IL MATTINO
“Banchi fuori misura” il romanzo di Antonella Amodio: seconda puntata
13.04.2017 - 19:10
Ecco, come un eroina dell’ottocento, sarei morto per amore. Ma un maschio può ammalarsi del mal d’amore? Non è dunque una roba per femmine? Ancora una volta aveva ragione Antonietta, come sempre mi ripeteva, a furia di fare cose da femmina, ero diventato tale
E’ così che sono giunto a questa mattina di venerdì 7 aprile, si apre il sipario.
La sveglia, l’ottavo castigo di Dio, soprattutto dopo una notte passata a rigirarsi tra le lenzuola sino a raggiungere il sonno, esattamente dieci minuti prima di quel suono stridulo, spaccatimpani e cervello…tempo scaduto, è ora di alzarsi.
In bagno lo specchio mi rimanda l’immagine di un volto consumato da notti insonni, a renderle tali quella sensazione di vuoto. Non il vuoto pieno, il pieno vuoto, il vuoto e basta. Un vuoto che risucchia ogni moto dell’anima, ogni energia, persino quella per dormire. Anche per dormire ci vuole un minimo di energia, di presenza a se stessi, quel minimo di fiducia che ci sveglieremo, altrimenti e chi scivola nel sonno? Scivolare…se dovevo cadere lo avrei fatto scientemente, magari buttandomi giù dal balcone ma lo avrei fatto io, definitivamente senza parlarne più. Già, ma anche per quello ci vuole energia e poi, quale peso, quale scrupolo per i tuoi cari? Più facile allora semplicemente non mangiare, non uscire, non dormire, non e basta. Questo non, negli ultimi due mesi mi ha fatto perdere, assieme al sorriso e alla voglia di fare alcunché, una decina di chili. Ma quanti chili bisogna perdere per spegnersi così, semplicemente per consunzione? Ecco, come un eroina dell’ottocento, sarei morto per amore. Ma un maschio può ammalarsi del mal d’amore? Non è dunque una roba per femmine? Ancora una volta aveva ragione Antonietta, come sempre mi ripeteva, a furia di fare cose da femmina, ero diventato tale. Mentre recrimino il mio diritto alla malattia di genere, mi domando se poi è d’amore che si muore o piuttosto di non amore… di non amore, decisamente si muore di non. Un lampo, finalmente un guizzo vitale del mio cervello spento da giorni, ho deciso, farò anch’ io così, morirò di non e nessuno si accorgerà che l’ho voluto io. Con il sollievo di questo convincimento, riesco dunque finalmente a radermi e a vestirmi. Questa mattina, a interrompere temporaneamente il non, la visita presso lo studio di una specialista, me l’ha prenotata un amico, una strizzacervelli femmina, forse l’ha scelta femmina perché io mi sono ammalato di una malattia da femmina…

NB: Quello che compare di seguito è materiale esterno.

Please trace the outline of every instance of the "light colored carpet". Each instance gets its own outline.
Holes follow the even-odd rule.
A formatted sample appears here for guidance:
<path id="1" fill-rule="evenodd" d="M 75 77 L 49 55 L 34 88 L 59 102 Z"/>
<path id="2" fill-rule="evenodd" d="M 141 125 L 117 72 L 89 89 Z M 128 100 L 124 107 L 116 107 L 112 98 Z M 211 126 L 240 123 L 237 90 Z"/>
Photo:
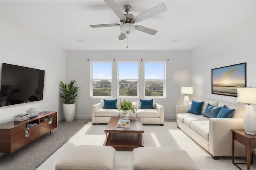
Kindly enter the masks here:
<path id="1" fill-rule="evenodd" d="M 58 161 L 73 146 L 102 145 L 106 138 L 104 133 L 106 127 L 106 125 L 93 126 L 91 122 L 89 122 L 36 170 L 54 170 Z M 209 153 L 181 130 L 178 129 L 176 122 L 165 122 L 163 126 L 144 125 L 143 127 L 145 147 L 180 148 L 187 152 L 201 170 L 238 169 L 232 164 L 232 157 L 220 157 L 218 160 L 213 159 Z M 255 157 L 254 162 L 256 161 Z M 244 158 L 238 158 L 236 160 L 246 160 Z M 246 169 L 246 165 L 239 166 L 243 169 Z M 132 151 L 117 150 L 114 170 L 132 169 Z M 256 163 L 251 165 L 251 169 L 256 169 Z"/>

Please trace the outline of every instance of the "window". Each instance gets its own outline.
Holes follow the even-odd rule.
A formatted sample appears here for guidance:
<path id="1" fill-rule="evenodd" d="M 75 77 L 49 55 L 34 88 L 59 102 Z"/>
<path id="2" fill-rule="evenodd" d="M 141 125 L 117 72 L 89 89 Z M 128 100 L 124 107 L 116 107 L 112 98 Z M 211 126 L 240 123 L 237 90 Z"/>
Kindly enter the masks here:
<path id="1" fill-rule="evenodd" d="M 120 96 L 137 96 L 138 63 L 118 63 L 118 94 Z"/>
<path id="2" fill-rule="evenodd" d="M 93 96 L 111 96 L 112 94 L 112 63 L 92 62 L 92 83 Z"/>
<path id="3" fill-rule="evenodd" d="M 145 62 L 144 64 L 145 96 L 164 96 L 165 62 Z"/>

La strizzacervelli è decisamente femmina, la sua bellezza mi mette subito in imbarazzo, una strizzacervelli non dovrebbe essere così bella. Durante il breve colloquio mi pare anche molto determinata, impavida, atletica, indipendente e persino scanzonata quanto basta per ridere dei suoi e degli altrui drammi, ridere, non deridere. Insomma la mia strizzacervelli pare una specie di maschio specializzato nelle malattie da femmina. Si perché, come mi hanno insegnato, il cuore è da femmine, la forza da maschi, il cervello raro in entrambi e io, ovviamente, non possiedo alcuna di queste qualità. Forse davvero questa dottoressa potrebbe aiutarmi. In realtà durante tutto il colloquio, mentre le spalle mi si stringono nel vano tentativo di toccarsi in avanti per proteggere il cuore nel petto, innalzandosi nel contempo a sfiorare le orecchie in attesa di qualche ‘scorzino ’ sulla nuca, il respiro si ferma poco al disotto della gola per l’ansia e le mani si inumidiscono quel tanto da impanicarmi all’idea di dover stringere di lì a poco la sua, l’unico pensiero che ho in testa, è il non. Lei non ci sarebbe riuscita, eppure, a colloquio terminato, mi ritrovo a fissare un appuntamento per la settimana successiva. Forse semplicemente per seguire il non, non contraddire, non controbattere quella furia, non apertamente, ci sarebbe voluta troppa energia. Il non sarebbe rimasto ostinatamente nel mio petto, ben determinato nella risoluzione di non esserci più per le cose del mondo. Eppure appena fuori da quello studio, il camminare mi appare un po’ meno faticoso, l’aria un po’ più leggera.